昨夜、野中広務氏が京都のホテルで倒れて救急搬送されたらしい。
一時、意識不明だったようだが容態は安定しているとか。

彼のようなうるさ型の自民党OBには長生きして欲しいんだが、
既に92歳だものなぁ。う〜ん…。

『外骨戦中日記』(吉野孝雄 河出書房新社)読了。

頓智協会雑誌」で大日本帝国憲法発布をパロディ化し、ガイコツが
頓智研法発布式」を行っている絵を掲載して不敬罪。禁固3年の刑。

それ以外にも筆禍で入獄4回、罰金及び発禁は29回にも及び、明治・
隊商の時代には反藩閥政治、反官僚、反権力で言論の自由を確立し
ようとした稀有なジャーナリスト宮武外骨

私が勝手に「言論四天王」と名付けて敬愛しているひとりである。
諧謔を武器として言葉を操って権力を笑い者にしてきた外骨だった
が、太平洋戦争から敗戦までは沈黙を保った5年間があった。

外骨の甥である著者が、遺品のなかから発見したのが空白の5年間を
埋めると思われた外骨の「戦中日記」だ。

しかし、そこには荷風散人『断腸亭日乗』のような戦時下の生活の
詳細が綴られているのでもなく、清沢冽『暗黒日記』のように軍部
や政治に対する批判もない。

日付と天候、個人名、単語などが時系列に記されているだけ。著者は
この簡潔な日記から戦中の外骨の生活を読み解くと言う試みをしている。

労作であると思う。高円寺の自宅にいた頃は、既に70歳を過ぎた身で
遥々と千葉県まで食糧の買い出しに行っている。当時の交通状況を
調べ、外骨がどのようなルートで千葉県まで行き、どんなルートで
帰宅したかを推測したりしている。

そして、よく釣りをしている。
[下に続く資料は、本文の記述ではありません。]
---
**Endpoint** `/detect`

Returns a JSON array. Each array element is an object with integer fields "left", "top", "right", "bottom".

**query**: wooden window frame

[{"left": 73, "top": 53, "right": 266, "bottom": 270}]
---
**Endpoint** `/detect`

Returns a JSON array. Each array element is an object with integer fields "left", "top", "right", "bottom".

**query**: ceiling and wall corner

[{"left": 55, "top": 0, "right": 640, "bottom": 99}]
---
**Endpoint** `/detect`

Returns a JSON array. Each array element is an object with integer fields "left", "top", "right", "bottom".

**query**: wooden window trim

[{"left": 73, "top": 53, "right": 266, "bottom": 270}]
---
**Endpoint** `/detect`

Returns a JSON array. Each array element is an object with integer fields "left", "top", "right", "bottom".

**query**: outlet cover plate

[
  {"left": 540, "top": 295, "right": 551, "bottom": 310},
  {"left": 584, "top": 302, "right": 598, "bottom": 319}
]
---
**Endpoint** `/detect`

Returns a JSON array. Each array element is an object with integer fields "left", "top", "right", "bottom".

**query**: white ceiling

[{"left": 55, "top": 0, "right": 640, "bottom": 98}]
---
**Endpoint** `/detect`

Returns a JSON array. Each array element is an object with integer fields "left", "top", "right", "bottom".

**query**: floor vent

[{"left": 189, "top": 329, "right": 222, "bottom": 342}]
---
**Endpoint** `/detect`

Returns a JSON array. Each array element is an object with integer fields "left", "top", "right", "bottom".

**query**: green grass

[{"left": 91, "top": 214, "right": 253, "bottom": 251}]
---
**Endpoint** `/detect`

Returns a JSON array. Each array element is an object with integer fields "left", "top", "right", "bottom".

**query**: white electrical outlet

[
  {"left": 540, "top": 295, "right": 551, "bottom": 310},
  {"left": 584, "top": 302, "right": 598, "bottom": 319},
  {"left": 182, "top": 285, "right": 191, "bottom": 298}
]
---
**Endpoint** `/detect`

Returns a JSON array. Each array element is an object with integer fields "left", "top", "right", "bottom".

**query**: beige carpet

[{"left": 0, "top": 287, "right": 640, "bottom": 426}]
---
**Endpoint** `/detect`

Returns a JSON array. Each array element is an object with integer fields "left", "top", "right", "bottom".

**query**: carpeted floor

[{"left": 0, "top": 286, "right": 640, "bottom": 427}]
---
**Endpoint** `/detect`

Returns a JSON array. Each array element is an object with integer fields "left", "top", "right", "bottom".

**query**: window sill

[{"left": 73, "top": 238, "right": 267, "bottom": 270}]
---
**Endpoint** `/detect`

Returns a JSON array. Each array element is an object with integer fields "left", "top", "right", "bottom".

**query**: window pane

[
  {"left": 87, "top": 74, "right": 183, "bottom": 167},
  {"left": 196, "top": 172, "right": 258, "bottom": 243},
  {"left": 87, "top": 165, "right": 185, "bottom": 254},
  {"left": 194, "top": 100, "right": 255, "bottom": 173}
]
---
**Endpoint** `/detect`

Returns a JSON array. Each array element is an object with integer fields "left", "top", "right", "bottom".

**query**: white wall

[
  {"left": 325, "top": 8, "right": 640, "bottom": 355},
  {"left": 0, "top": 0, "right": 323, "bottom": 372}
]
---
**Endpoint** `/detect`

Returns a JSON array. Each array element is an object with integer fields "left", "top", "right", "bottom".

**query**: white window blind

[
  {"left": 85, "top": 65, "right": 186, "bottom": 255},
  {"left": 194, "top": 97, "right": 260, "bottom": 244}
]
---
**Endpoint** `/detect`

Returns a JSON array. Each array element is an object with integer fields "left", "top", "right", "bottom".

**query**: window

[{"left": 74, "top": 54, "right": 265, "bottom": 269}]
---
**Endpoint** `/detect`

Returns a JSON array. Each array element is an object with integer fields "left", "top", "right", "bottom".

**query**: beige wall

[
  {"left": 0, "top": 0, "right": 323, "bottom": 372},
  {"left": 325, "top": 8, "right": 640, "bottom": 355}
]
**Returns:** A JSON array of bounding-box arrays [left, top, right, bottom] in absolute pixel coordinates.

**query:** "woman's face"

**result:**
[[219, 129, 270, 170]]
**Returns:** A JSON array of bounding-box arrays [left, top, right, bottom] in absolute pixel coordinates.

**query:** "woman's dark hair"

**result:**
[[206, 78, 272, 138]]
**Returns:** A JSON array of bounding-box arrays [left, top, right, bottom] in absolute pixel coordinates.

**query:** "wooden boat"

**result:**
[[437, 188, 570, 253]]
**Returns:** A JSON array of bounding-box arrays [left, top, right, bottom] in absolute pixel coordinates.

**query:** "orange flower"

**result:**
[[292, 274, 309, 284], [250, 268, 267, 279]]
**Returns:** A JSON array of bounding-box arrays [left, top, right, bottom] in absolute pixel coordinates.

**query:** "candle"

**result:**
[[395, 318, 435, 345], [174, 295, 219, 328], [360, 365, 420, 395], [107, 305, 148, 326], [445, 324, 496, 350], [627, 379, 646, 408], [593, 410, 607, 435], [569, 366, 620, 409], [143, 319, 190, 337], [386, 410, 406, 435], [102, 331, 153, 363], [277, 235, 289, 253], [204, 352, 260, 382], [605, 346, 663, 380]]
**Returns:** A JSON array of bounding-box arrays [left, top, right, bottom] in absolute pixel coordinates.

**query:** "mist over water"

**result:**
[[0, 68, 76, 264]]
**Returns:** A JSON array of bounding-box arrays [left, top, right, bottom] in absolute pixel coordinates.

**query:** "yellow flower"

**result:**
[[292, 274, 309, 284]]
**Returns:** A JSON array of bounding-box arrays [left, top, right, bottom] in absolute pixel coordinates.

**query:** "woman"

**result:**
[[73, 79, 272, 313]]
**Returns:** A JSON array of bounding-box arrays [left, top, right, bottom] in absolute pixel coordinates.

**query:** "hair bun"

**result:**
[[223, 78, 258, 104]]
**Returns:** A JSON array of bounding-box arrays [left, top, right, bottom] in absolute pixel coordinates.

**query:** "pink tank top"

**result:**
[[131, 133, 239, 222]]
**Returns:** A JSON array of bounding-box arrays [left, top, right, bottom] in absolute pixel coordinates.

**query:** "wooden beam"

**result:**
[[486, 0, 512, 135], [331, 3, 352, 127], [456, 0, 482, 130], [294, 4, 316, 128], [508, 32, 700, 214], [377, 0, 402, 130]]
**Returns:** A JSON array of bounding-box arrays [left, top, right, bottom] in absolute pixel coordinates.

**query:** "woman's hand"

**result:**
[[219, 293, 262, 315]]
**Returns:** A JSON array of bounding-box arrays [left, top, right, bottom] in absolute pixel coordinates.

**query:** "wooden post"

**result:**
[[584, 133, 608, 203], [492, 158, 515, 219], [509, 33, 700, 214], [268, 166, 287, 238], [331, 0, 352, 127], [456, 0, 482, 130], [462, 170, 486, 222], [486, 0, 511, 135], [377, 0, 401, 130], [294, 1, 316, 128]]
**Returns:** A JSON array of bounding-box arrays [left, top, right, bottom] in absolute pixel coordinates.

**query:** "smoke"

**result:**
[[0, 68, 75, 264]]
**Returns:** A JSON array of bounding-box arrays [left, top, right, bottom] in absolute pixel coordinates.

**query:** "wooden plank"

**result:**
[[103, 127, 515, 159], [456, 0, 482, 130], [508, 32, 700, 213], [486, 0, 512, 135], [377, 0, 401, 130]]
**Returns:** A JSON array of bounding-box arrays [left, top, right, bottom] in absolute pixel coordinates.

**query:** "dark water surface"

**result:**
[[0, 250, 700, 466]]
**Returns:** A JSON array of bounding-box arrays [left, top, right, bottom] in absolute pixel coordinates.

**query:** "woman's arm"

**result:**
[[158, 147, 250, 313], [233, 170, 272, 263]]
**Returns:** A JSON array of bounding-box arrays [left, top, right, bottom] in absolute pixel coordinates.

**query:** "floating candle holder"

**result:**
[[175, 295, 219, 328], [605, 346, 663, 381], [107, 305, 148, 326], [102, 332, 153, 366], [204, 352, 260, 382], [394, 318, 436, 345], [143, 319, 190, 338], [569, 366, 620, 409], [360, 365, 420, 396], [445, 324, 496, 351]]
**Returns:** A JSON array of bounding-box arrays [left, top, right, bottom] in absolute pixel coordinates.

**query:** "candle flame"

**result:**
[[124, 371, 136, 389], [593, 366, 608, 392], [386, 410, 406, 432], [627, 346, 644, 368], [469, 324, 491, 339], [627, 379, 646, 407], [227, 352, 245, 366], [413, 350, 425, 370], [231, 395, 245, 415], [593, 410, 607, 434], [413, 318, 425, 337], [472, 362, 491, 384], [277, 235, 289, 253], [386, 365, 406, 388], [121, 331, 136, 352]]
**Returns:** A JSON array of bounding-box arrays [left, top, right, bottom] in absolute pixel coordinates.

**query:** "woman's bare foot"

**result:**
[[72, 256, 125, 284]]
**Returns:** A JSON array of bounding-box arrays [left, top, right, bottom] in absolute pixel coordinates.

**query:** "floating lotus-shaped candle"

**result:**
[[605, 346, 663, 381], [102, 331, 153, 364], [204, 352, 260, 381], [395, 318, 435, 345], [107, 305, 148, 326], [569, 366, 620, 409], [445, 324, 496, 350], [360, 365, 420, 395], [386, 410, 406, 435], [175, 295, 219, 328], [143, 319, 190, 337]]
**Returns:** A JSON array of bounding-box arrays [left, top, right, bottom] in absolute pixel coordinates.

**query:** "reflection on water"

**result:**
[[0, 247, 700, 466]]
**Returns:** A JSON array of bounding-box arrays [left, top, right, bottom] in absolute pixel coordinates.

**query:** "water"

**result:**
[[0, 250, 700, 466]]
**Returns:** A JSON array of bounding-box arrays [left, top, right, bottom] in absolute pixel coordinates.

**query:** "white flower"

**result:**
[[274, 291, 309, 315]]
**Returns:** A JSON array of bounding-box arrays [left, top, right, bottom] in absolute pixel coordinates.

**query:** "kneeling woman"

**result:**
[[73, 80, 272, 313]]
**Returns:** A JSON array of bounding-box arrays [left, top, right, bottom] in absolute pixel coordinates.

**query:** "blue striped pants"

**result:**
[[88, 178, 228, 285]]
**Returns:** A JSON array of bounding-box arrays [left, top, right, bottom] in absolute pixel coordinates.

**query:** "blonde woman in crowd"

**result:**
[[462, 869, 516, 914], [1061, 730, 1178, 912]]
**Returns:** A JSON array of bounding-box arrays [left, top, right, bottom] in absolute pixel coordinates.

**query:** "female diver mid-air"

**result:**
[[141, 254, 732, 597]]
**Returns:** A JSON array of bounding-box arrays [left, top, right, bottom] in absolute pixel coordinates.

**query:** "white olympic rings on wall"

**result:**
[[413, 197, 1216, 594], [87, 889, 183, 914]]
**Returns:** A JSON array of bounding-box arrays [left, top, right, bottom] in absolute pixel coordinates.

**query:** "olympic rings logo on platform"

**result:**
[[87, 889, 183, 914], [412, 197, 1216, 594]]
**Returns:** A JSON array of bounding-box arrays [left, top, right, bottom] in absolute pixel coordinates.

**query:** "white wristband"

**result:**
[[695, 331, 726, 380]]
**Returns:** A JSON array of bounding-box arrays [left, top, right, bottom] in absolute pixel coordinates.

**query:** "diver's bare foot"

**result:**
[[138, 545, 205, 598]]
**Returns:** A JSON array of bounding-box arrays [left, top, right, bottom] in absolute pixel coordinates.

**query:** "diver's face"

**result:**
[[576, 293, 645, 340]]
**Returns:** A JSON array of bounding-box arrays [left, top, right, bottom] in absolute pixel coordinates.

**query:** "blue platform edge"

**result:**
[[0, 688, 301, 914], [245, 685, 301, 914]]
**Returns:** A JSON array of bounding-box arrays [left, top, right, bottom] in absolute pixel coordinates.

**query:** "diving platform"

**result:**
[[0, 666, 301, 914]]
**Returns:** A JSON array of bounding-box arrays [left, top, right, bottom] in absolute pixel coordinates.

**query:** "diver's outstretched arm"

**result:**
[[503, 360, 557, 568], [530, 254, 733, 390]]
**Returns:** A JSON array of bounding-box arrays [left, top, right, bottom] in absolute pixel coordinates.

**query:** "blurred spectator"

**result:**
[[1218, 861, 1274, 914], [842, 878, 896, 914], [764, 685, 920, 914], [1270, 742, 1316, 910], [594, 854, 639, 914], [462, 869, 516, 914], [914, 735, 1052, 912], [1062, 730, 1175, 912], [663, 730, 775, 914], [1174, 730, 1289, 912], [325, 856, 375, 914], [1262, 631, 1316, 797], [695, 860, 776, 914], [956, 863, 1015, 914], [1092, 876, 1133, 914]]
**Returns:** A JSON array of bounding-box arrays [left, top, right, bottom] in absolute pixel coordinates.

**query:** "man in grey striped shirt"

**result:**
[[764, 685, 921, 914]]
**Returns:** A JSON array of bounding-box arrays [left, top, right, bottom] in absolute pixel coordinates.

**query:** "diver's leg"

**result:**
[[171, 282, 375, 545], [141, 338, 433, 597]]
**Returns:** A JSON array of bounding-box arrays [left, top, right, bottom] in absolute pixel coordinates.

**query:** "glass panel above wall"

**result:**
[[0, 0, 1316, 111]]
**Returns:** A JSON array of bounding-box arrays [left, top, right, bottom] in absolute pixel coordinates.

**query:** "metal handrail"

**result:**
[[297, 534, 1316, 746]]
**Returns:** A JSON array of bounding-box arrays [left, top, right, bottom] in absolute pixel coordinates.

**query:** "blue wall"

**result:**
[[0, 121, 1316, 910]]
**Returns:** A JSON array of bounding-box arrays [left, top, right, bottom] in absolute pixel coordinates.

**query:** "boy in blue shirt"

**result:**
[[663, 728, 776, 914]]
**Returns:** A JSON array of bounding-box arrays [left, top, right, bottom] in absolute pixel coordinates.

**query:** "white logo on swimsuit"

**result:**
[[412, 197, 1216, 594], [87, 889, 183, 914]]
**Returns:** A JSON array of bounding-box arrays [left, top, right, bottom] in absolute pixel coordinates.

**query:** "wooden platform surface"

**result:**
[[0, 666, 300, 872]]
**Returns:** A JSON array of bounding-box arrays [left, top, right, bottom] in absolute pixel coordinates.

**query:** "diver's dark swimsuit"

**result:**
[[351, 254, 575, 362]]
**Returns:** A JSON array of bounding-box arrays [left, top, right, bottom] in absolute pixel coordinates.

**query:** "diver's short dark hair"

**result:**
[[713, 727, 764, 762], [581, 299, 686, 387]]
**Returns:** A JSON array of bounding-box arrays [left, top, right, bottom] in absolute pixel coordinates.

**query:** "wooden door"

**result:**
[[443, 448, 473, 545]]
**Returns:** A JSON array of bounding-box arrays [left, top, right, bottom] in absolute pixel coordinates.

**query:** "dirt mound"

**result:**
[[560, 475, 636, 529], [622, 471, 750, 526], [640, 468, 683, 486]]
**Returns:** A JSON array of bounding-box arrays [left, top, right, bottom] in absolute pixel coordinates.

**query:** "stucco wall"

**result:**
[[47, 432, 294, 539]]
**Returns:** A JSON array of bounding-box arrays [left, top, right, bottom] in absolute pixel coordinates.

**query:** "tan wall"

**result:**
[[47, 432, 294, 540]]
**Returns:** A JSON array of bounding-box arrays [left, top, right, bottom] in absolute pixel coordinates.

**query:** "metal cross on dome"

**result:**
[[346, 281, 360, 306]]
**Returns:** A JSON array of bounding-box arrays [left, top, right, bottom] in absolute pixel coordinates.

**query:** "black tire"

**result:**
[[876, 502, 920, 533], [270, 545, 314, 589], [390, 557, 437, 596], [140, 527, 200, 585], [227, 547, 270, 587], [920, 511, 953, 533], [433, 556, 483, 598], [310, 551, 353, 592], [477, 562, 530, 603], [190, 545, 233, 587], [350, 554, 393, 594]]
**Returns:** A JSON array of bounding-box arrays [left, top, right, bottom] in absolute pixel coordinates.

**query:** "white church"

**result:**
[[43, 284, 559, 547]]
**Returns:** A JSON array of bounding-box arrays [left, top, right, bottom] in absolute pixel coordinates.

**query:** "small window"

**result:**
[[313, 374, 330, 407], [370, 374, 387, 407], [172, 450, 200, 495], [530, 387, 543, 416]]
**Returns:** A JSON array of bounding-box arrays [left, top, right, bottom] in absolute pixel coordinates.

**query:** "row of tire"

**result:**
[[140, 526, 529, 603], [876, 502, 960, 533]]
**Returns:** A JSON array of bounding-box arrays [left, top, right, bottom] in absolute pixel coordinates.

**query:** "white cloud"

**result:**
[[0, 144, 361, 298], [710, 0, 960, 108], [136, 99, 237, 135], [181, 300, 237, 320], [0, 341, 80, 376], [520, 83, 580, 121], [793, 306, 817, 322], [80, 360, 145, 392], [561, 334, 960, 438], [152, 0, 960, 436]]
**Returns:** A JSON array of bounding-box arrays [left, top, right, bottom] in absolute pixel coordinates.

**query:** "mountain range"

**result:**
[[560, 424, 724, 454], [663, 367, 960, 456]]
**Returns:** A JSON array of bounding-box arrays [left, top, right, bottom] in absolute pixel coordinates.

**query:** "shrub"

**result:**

本書のカバー写真もフロックコート
山高帽で釣りをしている外骨の写真なのだが、これが味があっていい。

外骨は「明治の人」との印象が強い。それは、昭和初期から軍部が
台頭したことで外骨得意の権力に対するパロディを続けていては
命までも失いかねないと感じていたからか。

筆て抵抗することを休んで、そのかわりに協力もせずに礼賛もせず、
沈黙を保つことでの抵抗であったのかもしれない。

桐生悠々のように赤貧洗うがごとく生活をしながら、反戦の文章を
綴ることも抵抗だろうし、外骨のように黙することもひとつの意思
表示だったのだろうな。

この辺りが精神論を振りかざして戦意高揚を煽った徳富蘇峰とは
対照的だ。のちに、外骨は徳富蘇峰を「戦犯」としているんだよな。

外骨さん、その昔はかんしゃく玉をさく裂させたりしていたが、近親者
のことにはとても親身なっているのが著者の日記解釈から伝わって来る。

そして、空襲警報発令の際に身を置かなければいけなかった防空壕
怖かったなんていうのは意外だ。この防空壕嫌いが疎開を決心させた
らしい。

やっぱり「過激して愛嬌あり」だわ。